Cutting Edges: Listening Empathically

_MG_8608_copyBy Dr. Pamela Holliman, Associate Professor of Pastoral Theology and Psychotherapy at Garrett-Evangelical Theological Seminary

Several years ago at a meeting with a Board of Ordained Ministry, a small group was interviewing a candidate for ordination who had recently graduated from seminary. One member asked the young man what he had learned in his field education experience that most surprised him. He answered, “I learned that ministry is primarily about relationships.” In a similar vein I have heard graduates return to Garrett-Evangelical and indicate they wished they had taken more pastoral care or Christian education courses. They appreciate the depth of the work they did in theology, Bible, and Church history as it grounds and enlivens their day to day  ministry. At the same time many graduates have come to a greater appreciation of relationships with people as the heart of ministry.

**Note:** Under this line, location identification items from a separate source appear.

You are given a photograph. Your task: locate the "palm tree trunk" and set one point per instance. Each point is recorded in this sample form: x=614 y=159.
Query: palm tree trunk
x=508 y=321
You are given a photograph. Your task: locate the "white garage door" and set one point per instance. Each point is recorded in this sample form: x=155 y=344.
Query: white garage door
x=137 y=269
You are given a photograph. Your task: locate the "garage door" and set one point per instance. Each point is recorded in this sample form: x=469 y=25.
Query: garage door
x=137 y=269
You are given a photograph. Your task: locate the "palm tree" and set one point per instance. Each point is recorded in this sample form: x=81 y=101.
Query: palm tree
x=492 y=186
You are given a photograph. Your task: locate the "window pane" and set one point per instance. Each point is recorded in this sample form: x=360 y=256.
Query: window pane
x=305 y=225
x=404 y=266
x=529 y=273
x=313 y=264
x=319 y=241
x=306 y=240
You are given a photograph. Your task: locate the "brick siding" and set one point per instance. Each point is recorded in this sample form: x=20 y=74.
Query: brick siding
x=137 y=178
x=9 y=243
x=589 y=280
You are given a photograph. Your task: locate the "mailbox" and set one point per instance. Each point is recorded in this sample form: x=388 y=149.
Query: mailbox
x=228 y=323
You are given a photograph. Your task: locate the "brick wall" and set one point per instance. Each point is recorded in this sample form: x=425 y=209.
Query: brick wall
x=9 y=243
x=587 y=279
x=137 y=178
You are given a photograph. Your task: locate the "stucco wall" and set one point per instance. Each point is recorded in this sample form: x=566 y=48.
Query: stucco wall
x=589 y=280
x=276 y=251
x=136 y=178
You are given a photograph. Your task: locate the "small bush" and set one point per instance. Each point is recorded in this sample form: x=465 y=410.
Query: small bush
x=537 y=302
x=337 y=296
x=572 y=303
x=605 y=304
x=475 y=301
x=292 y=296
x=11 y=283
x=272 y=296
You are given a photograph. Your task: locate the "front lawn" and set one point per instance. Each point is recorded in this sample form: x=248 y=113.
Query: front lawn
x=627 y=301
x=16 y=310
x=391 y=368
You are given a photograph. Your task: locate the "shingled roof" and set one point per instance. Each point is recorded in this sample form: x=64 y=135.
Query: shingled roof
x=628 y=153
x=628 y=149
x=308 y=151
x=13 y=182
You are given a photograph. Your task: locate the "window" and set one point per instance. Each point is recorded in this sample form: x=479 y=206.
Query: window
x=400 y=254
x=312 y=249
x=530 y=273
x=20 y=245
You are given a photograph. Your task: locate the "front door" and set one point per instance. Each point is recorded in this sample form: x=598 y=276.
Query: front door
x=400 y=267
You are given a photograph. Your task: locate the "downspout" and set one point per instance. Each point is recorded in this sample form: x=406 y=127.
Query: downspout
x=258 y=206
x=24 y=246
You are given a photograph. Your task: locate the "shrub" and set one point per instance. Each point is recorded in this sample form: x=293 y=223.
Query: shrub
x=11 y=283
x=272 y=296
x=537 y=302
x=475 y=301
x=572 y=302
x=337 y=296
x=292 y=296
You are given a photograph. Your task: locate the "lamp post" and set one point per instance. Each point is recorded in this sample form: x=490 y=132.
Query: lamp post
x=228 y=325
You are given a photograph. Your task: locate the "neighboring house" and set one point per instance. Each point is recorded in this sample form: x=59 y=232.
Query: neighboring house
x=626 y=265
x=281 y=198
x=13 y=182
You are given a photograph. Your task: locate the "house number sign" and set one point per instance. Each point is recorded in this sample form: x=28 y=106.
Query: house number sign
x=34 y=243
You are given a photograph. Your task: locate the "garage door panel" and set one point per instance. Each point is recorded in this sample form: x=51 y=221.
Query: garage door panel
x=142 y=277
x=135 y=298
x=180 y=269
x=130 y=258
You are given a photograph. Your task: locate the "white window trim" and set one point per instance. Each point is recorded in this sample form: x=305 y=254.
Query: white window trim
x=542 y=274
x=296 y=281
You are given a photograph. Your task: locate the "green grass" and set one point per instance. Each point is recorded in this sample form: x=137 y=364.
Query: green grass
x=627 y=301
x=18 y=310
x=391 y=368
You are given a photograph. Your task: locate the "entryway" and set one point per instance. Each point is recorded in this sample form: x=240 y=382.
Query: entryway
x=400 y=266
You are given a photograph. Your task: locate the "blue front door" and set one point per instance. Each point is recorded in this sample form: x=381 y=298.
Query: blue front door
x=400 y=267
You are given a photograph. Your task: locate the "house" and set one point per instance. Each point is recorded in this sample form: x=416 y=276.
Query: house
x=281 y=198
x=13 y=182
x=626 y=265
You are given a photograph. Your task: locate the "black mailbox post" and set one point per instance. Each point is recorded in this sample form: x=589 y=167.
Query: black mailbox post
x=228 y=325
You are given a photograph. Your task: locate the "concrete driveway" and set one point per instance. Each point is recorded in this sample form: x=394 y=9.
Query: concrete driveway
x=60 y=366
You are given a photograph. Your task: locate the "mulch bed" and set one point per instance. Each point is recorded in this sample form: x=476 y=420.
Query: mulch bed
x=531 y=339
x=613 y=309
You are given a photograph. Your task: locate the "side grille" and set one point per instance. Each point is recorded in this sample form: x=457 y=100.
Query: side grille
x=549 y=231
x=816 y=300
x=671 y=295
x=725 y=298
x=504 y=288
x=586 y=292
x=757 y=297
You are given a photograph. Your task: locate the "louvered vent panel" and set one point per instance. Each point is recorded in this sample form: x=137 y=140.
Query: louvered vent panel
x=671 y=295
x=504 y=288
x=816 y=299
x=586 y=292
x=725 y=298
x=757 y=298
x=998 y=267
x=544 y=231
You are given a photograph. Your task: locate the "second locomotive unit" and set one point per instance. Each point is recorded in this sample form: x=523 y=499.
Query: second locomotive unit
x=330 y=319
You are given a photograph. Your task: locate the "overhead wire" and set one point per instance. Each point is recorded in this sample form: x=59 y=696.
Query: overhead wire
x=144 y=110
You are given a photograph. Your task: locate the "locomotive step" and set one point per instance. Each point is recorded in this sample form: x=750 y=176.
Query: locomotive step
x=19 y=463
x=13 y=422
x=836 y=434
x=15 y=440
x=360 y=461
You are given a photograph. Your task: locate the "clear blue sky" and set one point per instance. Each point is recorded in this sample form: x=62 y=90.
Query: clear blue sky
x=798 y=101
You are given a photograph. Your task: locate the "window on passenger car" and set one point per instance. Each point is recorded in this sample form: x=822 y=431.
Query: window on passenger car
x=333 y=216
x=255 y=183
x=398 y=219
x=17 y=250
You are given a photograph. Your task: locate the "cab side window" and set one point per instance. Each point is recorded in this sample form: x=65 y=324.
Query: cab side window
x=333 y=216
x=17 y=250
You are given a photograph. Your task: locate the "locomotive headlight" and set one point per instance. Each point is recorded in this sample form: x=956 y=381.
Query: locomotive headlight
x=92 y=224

The local parish is one of the very few places in our society where there is the opportunity for people to be heard in ways that can be transforming. Pastors and congregations work together to maintain, direct, and administer their life together. Pastors and congregations relate to individuals and families at points of deepest need as they navigate normal stages of life from birth to death. Pastors and congregations are present for the difficult experiences of job loss, severe illness, still birth, suicide, family alienation, divorce, and the effects of violence. Pastors and congregations in their life together also provide the spaces to deepen expressions of celebration, praise, joy, and thanksgiving. In all these moments, who we are in relationship, how we relate and most importantly, how we listen to each other provide an opportunity for us to be more fully human and recognize the presence of God in each other.

However, listening is a rather difficult skill and one not even particularly valued in much of today’s United States society. People appear to be more focused on getting their point across than truly listening to each other. Conversation becomes competitive, as if communication is a sport of winners and losers rather than a means to deepen relationship. Too often a person seeking help is dismissed with advice rather than empathic listening that opens possibilities within the person and between them.

In congregations there can be a particularly difficult barrier to listening in depth to others. We are too often overly concerned with avoiding the difficult conversation. We tend to put this reluctance in the language of “caring.” We sincerely want to make things “better,” to be “supportive,” to keep everything “nice.” The language of caring with the goal of not upsetting anyone is used to cover a myriad of ways to deny, deflect, or ignore conflict, pain, disagreements, anger, sadness, shame. The concept of empathy has been misused in this pursuit.

Empathy is misunderstood as being sympathetic, kind, always nice, never confrontational, without any negative affect acknowledged or expressed. Empathy, however, as defined by analyst Heinz Kohut is “the capacity to think and feel oneself into the inner life of another person.” One of the most important aspects of empathy is the ability to suspend any agenda in listening to another person. Our agendas can include our value system, our preferred approach to an issue, our feelings about the other person or the situation, what others have done in the situation, and how we want this issue to be resolved. To listen in this way is to privilege the other’s experiences, feelings, thoughts, options. Hearing in this way is too rarely available to most people in this society.

Most of us need others to hear us empathically in ways that affirm our humanity, increase our capacity to cope with reality, remind us of our limits, invite us into
truth telling, and guide us back into community. In the fellowship of the congregation, we have the privilege to help each other practice empathic listening in ways that sustain, energize, promote honest communication, and deepen relationships.

Listening empathically means embracing the negative, the difficult, the conflicted in the other. Listening empathically means naming the anger, shame, confusion that we hear, sense, and feel from the other. Listening empathically means tolerating our own discomfort, vulnerability, anxiety, and inability to fix situations for others. Listening empathically means inviting others to be heard in ways that give voice to their deepest yearnings, feelings, and needs. Empathic listening builds relationships within the love of God.